During their life in Germany they get acquainted with a German doctor named Dr. Kraus, a surgeon who is bent on serving the poor and helpless Jews. As part of his service he successfully operates Ilse who is suffering from tuberculosis. Jacob and Marthe are thankful to the doctor for saving the life of their daughter. But Otto, Jacob’s son, does not like the doctor. He knew that Dr. Kraus had indulged in torturing Jews in Nazi concentrate camps.  When Otto realizes that Dr. Kraus is visiting them, he suddenly goes out of the house telling his parents that he is going to his friend, Moishe’s house.

On the night, When, Dr. Kraus visits Jacob’s family to tell them about the success of Ilse’s operation and her further improvement. Jacob and Marthe want to share their happiness and express their gratitude by serving wine to Dr. Kraus for helping their daughter to recover form illness. Otto re-enters the scene while Dr. Kraus is in their house. He argues with his parents when they scold him for not greeting Dr. Kraus who is considered as their ‘guest and benefactor’.  In a fit of anger Otto discloses Dr. Kraus’s cruel activities in concentrate camps to his parents. He reveals that this doctor used to carry out experiments to see how much pain the human body can withstand without actually dying….’ by conducting “surgery on the healthy’ and ‘operations to mutilate the strong’. Further, Otto exposes that the doctor’s real name was Holtz and not Kraus who worked as a doctor in the Nazi concentration camps and indulged in such cruel and criminal activities. But for the past twelve years Dr. Kraus is trying to make amends for his past crimes by extending his services to the helpless and poor Jews as he was being influenced by the speeches of Carl Baecke.
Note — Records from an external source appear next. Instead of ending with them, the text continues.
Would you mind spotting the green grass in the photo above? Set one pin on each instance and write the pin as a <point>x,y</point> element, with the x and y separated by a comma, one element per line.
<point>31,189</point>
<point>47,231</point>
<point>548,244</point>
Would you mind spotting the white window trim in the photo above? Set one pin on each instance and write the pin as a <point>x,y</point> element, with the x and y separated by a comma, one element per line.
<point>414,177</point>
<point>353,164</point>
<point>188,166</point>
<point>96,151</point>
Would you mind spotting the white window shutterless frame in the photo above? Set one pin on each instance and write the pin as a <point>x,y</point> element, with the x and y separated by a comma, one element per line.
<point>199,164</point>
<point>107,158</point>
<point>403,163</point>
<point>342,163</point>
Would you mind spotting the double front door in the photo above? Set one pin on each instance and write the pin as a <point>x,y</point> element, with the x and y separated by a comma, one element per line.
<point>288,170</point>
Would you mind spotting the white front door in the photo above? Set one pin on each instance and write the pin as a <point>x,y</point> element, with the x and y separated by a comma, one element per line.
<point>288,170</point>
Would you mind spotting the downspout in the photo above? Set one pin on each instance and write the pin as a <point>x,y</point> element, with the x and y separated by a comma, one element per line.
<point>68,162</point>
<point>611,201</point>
The character of Carl Baecke further reinstates the themes of redemption and forgiveness. Carl Baccke, a Jew of the Theresienstadt camp changed the life of Dr. Kraus. He used to hold meetings everyday in any one of the huts at nights though his wife and four sisters died in another concentrate camp. The Nazi’s thought that he was planning a revolt. One night Kraus slipped into the back of the hut. The hut was crammed with the poor Jews. Carl Baecke bowed to him when he saw Kraus enter the hut. He was giving lectures on philosophy from Plato to Kant. It was then that he realized that they (the Jews) were great people. Moreover when the war was over, the Russian commander handed the doctor and other Nazis to the Jews to avenge their crimes. But then it was Carl Baecke who helped the doctor to escape from the middle of the Jewish mob. These incidents changed the attitude of Kraus towards the Jews. From then onwards the doctor was trying to redeem himself and atone for his past crimes.
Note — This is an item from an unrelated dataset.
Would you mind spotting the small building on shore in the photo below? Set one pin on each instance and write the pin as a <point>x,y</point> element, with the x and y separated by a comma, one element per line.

When Otto disclosed the identity of Dr. Kraus and his past, Jacob tries to lighten the situation. In spite of knowing about all this cruelty toward Jews, Jacob and Marthe wholeheartedly forgive the doctor. When Otto argues with Jacob on killing the doctor, Jacob says that he neither forgets nor forgives nor he will take revenge. Further he states that any good Jew wants to avenge the dead though Otto is bent on taking revenge. Otto decides to kill Dr. Kraus for all his wrongdoings but his parents vehemently oppose him from doing such an act. The doctor tells Jacob and Marthe that he is surrender before the court. Jacob requests the doctor to escape from the house but Dr. Kraus willingly steps out of the house where he is caught and shot by the Jews.
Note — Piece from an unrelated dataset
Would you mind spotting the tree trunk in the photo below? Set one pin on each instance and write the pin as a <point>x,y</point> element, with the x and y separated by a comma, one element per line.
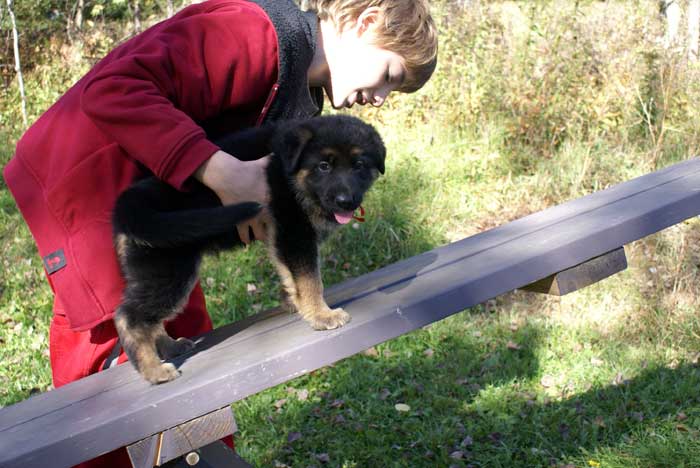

The Jews waiting outside the house of Jacob kill the Dr. Kraus. Otto feels a bit softened at the death of the doctor and he joins his father in reading the Psalms of David in the Bible. Though Jacob and Otto stands as opposite poles till the end of the play, they reconcile with each other at the end of the play.

The play thus stands as a poignant expression of themes of redemption and forgiveness.